The x's on the ticket flag the security guard, not your name. so, the process that he indicates is not the hole in security. The hole in security would be the would be perpetrator faking the pass enough to erase the x's.

However, this even presents a problem because the bar code on the ticket is then ran through the scanner and your name comes up, who ever purchased the ticket as the passenger. If you are on a no fly list, you will be stopped at the gate. it doesn't matter what you did to the ticket. This is why your ID is not required at the gate.

Now, the only hole that is left is a hole that basically can't be sealed unless every airport in the country could access every states identification system and swipe the ID. Even that won't stop it. That hole is for someone to use a friends credit card and a matching ID, whether faked or close enough to look like the friend. In which case, if that name is not on the no fly list, there is little anyone can do about it.

In the end, that is why the tertiary defense against terrorism on board a plane is you and I the passengers along with the crew being observant and not being afraid. Other security measures may not be exact, such as bag screening or cargo, but the screening process (regardless of some folks claims that the few items that have gotten through represent a huge hole) is statistically against someone sneaking something on bigger than a blade from a razor or other small sharp object.

Think about the numbers of incidents reported compared to the number of passengers that are screened. The error ratio is less than 5%. It might not be comforting to think that there is a 5% error ratio but the statistics of a terrorist making it within that 5% is still slim to none.

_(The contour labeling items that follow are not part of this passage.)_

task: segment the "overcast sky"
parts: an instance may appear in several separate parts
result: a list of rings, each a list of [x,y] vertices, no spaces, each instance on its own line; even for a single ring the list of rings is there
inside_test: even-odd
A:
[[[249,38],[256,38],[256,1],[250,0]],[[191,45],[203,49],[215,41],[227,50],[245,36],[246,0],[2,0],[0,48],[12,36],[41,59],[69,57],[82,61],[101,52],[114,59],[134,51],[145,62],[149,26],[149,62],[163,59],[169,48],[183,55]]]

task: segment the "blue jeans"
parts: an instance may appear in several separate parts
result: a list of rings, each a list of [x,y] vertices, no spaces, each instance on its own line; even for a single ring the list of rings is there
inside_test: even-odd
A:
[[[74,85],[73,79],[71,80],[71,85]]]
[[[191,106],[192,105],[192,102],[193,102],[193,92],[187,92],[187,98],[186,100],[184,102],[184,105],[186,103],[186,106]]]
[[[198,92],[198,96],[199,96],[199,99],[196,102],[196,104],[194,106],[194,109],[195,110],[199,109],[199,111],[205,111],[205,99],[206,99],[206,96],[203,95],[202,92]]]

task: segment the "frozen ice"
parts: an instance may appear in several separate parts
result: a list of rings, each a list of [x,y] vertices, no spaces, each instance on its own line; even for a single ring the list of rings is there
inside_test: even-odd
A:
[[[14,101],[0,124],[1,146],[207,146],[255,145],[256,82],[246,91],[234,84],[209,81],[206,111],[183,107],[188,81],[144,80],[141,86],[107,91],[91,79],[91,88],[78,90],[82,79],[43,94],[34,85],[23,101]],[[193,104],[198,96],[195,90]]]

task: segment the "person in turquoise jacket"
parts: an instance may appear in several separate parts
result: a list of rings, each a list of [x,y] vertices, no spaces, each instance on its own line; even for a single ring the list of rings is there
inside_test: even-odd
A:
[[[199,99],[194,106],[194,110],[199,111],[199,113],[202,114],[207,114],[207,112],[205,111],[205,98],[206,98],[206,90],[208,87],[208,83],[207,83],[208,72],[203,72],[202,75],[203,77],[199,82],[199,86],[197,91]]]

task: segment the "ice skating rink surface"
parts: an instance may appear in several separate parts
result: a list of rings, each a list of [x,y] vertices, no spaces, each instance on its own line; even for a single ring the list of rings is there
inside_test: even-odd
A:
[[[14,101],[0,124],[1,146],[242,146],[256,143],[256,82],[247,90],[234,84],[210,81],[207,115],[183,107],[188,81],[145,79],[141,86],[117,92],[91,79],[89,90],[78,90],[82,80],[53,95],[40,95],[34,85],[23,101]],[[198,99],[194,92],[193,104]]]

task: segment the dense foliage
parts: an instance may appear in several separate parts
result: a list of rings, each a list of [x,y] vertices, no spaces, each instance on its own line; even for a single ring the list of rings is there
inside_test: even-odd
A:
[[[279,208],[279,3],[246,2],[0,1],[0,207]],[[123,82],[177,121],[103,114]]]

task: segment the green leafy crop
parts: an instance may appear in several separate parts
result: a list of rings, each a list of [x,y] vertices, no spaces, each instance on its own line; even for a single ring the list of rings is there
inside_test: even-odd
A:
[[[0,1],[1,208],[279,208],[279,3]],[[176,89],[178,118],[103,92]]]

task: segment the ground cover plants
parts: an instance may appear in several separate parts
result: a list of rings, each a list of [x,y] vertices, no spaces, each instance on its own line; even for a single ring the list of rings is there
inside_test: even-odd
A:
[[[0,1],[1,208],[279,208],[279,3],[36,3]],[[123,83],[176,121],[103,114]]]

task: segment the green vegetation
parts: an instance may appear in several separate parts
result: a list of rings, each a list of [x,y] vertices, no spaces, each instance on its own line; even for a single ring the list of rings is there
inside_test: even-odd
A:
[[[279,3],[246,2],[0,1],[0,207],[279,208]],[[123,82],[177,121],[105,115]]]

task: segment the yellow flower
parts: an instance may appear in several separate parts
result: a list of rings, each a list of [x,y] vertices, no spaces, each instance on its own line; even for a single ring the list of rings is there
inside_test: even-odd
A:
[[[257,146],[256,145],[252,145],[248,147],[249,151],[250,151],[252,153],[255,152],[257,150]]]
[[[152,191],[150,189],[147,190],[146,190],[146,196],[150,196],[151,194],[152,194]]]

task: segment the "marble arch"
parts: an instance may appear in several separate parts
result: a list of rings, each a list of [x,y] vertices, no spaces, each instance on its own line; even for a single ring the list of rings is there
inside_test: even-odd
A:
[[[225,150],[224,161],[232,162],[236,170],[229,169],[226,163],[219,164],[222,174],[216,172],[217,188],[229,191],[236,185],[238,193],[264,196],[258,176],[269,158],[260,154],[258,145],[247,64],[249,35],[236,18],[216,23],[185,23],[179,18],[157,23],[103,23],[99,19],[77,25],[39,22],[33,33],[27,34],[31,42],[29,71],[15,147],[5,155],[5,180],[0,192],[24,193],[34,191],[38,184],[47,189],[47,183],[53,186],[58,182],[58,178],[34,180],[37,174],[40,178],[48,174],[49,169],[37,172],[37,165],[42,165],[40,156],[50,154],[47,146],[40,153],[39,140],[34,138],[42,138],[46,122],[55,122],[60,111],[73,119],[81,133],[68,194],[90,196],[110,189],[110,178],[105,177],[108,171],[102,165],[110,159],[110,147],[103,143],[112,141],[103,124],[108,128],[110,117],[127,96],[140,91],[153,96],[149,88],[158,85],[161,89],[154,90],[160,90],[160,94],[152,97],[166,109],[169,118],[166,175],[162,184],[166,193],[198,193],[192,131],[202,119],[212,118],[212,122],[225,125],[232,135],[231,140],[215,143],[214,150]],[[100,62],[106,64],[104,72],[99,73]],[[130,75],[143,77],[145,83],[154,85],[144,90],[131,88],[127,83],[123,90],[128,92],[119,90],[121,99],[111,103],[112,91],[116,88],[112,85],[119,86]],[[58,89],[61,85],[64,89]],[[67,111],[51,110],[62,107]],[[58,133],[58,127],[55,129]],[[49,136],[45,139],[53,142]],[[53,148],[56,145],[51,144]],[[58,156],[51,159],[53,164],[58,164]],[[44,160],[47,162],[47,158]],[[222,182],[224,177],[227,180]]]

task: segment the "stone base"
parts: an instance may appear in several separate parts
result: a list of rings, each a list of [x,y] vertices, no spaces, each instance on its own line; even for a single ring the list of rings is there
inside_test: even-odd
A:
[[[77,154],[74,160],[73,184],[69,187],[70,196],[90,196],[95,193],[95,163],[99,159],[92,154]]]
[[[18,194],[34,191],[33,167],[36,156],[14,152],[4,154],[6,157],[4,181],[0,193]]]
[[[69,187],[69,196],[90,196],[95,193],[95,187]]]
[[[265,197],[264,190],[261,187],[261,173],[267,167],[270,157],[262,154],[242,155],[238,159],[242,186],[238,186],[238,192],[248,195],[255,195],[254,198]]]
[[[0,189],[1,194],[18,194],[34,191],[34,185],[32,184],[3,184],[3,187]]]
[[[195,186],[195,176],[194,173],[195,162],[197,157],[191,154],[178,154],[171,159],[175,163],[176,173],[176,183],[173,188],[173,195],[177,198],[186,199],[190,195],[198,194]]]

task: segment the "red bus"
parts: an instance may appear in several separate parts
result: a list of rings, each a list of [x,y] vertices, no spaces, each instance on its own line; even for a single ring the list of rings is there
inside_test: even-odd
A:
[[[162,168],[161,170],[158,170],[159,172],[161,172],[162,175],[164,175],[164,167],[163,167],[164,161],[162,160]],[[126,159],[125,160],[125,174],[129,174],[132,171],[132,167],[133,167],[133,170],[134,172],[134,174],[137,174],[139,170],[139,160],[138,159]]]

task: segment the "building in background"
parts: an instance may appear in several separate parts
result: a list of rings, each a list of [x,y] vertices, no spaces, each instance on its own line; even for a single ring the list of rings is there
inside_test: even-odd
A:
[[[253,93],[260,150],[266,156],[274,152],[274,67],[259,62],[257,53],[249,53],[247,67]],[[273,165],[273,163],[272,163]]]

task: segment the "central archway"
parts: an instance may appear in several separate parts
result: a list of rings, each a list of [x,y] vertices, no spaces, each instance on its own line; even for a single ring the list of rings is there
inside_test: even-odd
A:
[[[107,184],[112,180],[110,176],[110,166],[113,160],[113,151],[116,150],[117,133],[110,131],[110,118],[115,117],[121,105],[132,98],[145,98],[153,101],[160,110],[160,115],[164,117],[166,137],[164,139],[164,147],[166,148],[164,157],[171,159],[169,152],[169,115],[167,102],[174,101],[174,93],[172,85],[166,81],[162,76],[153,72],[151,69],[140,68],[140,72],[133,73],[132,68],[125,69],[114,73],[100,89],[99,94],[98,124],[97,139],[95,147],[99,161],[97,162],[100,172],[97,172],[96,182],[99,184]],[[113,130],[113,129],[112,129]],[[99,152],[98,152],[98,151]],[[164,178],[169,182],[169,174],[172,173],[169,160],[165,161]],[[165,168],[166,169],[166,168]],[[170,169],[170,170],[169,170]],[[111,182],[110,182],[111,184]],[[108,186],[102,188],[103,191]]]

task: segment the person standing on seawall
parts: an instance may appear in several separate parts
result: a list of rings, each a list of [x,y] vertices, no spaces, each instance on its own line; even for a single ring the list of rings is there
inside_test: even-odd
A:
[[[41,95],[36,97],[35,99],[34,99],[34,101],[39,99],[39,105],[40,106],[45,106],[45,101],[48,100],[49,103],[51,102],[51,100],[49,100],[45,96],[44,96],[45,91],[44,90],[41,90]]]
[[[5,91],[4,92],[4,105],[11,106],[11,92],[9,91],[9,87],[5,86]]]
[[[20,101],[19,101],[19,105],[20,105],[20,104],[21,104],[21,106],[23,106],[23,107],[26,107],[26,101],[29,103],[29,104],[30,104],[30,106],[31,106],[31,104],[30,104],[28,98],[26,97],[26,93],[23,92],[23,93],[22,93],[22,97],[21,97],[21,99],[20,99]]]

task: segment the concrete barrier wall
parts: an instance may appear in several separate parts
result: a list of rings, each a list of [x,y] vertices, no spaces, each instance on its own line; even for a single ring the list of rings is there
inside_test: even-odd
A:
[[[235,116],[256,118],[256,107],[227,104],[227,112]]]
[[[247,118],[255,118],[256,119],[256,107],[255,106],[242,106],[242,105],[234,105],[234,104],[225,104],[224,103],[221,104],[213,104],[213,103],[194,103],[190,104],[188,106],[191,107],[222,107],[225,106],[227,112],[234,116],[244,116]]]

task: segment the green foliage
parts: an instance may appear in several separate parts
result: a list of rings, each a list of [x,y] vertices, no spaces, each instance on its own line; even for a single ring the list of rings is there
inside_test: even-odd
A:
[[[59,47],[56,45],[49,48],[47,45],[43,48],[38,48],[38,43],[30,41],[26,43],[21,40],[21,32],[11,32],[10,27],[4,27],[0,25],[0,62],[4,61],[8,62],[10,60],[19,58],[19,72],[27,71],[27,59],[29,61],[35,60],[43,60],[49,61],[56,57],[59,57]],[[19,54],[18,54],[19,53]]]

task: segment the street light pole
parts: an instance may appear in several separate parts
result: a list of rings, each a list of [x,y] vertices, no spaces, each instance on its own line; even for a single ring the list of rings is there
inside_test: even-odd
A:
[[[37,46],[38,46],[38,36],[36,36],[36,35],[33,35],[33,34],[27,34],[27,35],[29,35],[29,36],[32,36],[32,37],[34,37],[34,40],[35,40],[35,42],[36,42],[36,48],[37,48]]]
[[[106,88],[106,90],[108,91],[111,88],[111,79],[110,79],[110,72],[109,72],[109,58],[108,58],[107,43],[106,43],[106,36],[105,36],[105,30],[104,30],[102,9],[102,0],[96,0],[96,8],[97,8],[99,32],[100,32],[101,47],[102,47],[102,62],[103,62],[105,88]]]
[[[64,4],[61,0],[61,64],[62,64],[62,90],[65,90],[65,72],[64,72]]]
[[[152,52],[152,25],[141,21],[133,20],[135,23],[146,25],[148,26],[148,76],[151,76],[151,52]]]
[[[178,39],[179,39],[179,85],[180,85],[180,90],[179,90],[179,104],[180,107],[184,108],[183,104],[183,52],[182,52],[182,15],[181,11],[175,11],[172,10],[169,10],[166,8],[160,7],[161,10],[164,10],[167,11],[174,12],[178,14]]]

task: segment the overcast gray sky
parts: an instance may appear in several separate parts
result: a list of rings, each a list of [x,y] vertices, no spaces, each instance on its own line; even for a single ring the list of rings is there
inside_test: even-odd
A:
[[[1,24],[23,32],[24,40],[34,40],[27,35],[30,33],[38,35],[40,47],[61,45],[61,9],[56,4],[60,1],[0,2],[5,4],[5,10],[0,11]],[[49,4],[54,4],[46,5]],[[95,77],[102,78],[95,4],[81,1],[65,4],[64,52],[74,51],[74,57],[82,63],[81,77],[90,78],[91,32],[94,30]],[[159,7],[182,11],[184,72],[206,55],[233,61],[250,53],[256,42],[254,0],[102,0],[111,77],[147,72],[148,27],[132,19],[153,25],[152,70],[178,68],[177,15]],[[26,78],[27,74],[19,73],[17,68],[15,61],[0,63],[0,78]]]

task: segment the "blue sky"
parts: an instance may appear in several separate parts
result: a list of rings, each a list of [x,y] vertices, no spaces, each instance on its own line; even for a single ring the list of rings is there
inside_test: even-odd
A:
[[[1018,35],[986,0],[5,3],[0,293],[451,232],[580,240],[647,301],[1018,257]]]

Even if a razor was snuck on to the plane, how many passengers today do you think will set there and let someone hijack their plane without taking immediate action?

It is no longer a game of hostage, negotiation, release. 9/11 set the record straight. This is straight up life and death and, as a frequent flier, I guarantee you that I'm not going down without a fight. If it appears someone is going for the cockpit, they're going down.

 
At 2/08/2005 06:09:00 PM, Blogger Kender said...

My wife is a frequent flyer. She is a six foot tall caucasian women with red hair, blue eyes and pale skin. He last name is Owen. She has endured a second screening EVERYTIME she has flown since 9/11, including having to remove her shoes. She used to travel in her favorite pair of cowboy boots. Now she wears sandals.

 
At 2/10/2005 11:44:00 AM, Blogger WakkaJewbacca said...

Sandmonkey, where have you gone? Have you been detained by airport security? Come back soon.

 
At 2/10/2005 04:05:00 PM, Blogger Tina said...

OK, where are you? Why aren't you posting? Is your mom OK?